Kejanggalan ketiga dari sisi transparansi. Rencana pengadaannya tidak tersedia dalam aplikasi Sistem Informasi Rencana Umum Pengadaan (SiRUP). "Alhasil, informasi pengadaan yang direncanakan dilakukan dengan metode pemilihan penyedi e-purchasing tidak banyak diketahui publik," katanya.
Kejanggalan keempat adalah dasar penentuan spesifikasi laptop yang harus menggunakan Chrome OS (Chromebook). Spesifikasi ini dinilai tidak cocok untuk daerah 3T (tertinggal, terdepan, terluar) yang menjadi sasaran distribusi, karena perangkat tersebut sangat bergantung pada koneksi internet yang stabil.
"Sudah ada uji coba penggunaan laptop Chromebook pada 2019 yang menghasilkan kesimpulan bahwa Chromebook tidak efisien. Sehingga menjadi pertanyaan, mengapa Menteri Nadiem Makarim memutuskan spesifikasi Chromebook dalam lampiran Permendikbud Nomor 5 Tahun 2021," katanya.
Kejanggalan kelima mencakup keterbatasan penyedia yang dapat memenuhi spesifikasi tersebut. Spesifikasi berupa Chromebook dan Tingkat Kandungan Dalam Negeri (TKDN) mempersempit persaingan usaha karena hanya segelintir perusahaan yang dapat menjadi penyedia.
"Penyedia potensial mengerucut hanya pada enam perusahaan, yaitu PT Zyrexindo Mandiri Buana (Zyrex), PT Supertone, PT Evercoss Technology Indonesia, Acer Manufacturing Indonesia (Acer), PT Tera Data Indonesia (Axio), dan PT Bangga Teknologi Indonesia (Advan)," katanya.
Kondisi ini, menurut ICW dan KOPEL, bertentangan dengan semangat Undang-Undang Nomor 5 Tahun 1999 tentang larangan monopoli dan persaingan usaha tidak sehat.

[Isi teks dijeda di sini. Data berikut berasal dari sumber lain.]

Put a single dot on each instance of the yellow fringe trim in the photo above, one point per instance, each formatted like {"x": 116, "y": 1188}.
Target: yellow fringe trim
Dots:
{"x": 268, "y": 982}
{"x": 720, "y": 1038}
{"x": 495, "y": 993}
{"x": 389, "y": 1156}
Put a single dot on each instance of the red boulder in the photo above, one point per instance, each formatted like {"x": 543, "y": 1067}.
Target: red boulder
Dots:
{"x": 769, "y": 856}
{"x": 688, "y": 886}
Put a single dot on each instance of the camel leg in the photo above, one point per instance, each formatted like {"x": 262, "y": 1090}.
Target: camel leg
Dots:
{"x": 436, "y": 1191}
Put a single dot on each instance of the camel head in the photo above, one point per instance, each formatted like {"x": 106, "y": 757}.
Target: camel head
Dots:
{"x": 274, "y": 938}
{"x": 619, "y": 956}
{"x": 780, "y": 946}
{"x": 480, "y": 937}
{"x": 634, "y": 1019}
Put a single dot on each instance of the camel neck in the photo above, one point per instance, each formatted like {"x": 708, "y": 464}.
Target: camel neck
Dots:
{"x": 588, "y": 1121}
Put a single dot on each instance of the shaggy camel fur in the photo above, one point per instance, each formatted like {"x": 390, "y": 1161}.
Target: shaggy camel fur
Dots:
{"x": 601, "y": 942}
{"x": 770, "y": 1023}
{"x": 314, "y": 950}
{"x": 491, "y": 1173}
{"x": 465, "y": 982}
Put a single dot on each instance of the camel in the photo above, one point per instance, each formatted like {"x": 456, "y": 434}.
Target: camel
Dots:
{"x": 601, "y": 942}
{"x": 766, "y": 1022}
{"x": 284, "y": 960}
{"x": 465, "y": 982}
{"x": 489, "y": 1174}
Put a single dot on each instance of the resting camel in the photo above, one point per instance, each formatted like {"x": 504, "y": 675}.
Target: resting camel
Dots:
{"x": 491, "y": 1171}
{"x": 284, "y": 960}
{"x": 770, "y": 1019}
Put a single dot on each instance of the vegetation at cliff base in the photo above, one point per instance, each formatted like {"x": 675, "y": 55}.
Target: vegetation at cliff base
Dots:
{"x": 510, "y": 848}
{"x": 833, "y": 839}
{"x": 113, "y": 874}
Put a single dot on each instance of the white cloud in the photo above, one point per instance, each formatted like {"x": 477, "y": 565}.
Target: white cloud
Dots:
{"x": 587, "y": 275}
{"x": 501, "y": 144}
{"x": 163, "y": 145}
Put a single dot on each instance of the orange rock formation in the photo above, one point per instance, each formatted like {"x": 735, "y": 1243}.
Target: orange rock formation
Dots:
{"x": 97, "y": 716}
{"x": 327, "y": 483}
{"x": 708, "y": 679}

ICW dan KOPEL juga menyoroti bahwa spesifikasi laptop itu tertera dalam peraturan resmi yang ditandatangani langsung oleh Menteri Nadiem. Karena itu, mereka mendesak agar penyelidikan Kejaksaan Agung tidak berhenti pada staf khusus menteri.
"PPK, kuasa pengguna anggaran, hingga Menteri Nadiem Makarim sebagai pengguna anggaran juga perlu diperiksa," kata Almas.
ICW dan KOPEL meminta Kejagung memperjelas bentuk korupsi dan estimasi kerugian negara dalam kasus ini. Selain itu, Kementerian Pendidikan yang meskipun kini sudah berada di bawah kepemimpinan baru, diminta melakukan evaluasi terbuka atas distribusi laptop dan capaian program digitalisasi pendidikan 2019–2024.
"Menggunakan anggaran negara, kementerian ini mempunyai kewajiban untuk melakukan evaluasi kebijakan dan akuntabilitas kepada publik," kata Almas.